Source Code Organization

  • convnd_activ_xdl.cpp: The main example file. It sets up the N-dimensional input tensor, weight tensor, specifies the activation function, and instantiates the DeviceConvNdActiv operation.
  • ../../include/ck/tensor_operation/gpu/device/device_convnd_activ.hpp: The device interface for N-dimensional convolution with activation fusion.
  • The underlying kernel implements the implicit GEMM algorithm with templated activation functions in the epilogue.

Build and Run

Prerequisites

Ensure the Composable Kernel library is built and installed.

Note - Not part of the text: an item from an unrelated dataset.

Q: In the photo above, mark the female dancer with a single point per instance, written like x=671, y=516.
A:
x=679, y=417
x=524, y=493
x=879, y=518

cd /path/to/composable_kernel/build
make -j install

Build the Example

cd /path/to/composable_kernel/example/62_convnd_activ
mkdir build && cd build

cmake \
  -DCMAKE_CXX_COMPILER=/opt/rocm/bin/hipcc \
  -DCMAKE_PREFIX_PATH="/opt/rocm;${CK_INSTALL_PATH}" \
  ..

make -j

Run the Example

# Run the example with default settings
./convnd_activ_xdl

# Run with verification, data initialization, and timing
./convnd_activ_xdl 1 2 1

Applications

Convolution with activation fusion is fundamental to many neural network architectures.

  • Convolutional Neural Networks (CNNs): Nearly every convolutional layer in CNNs is followed by an activation function, making this fusion extremely valuable.
  • Computer Vision Models: Image classification, object detection, and segmentation networks all benefit from this fusion.
  • 3D CNNs: Video analysis and medical imaging applications using 3D convolutions with activations.
  • Mobile and Edge Deployment: The reduced memory bandwidth makes this fusion especially valuable for resource-constrained environments.
  • Training Acceleration: Reducing the number of kernel launches and memory operations accelerates both forward and backward passes during training.

Performance Benefits

This fusion provides several performance advantages:

  • Reduced Memory Bandwidth: Eliminates one full read/write cycle of the intermediate tensor
  • Improved Cache Locality: Data stays in cache/registers between convolution and activation
  • Fewer Kernel Launches: Reduces GPU kernel launch overhead
  • Better Instruction Scheduling: Allows better interleaving of compute and memory operations

Activation Function Considerations

Different activation functions have different computational characteristics:

  • ReLU: Very fast, just a comparison and conditional assignment
  • Sigmoid/Tanh: Require expensive exponential calculations
  • GELU: Involves error function computation, typically approximated
  • Swish: Combines multiplication with sigmoid computation

The choice of activation function can significantly impact the overall performance of the fused kernel, with simpler functions like ReLU providing the best performance improvements.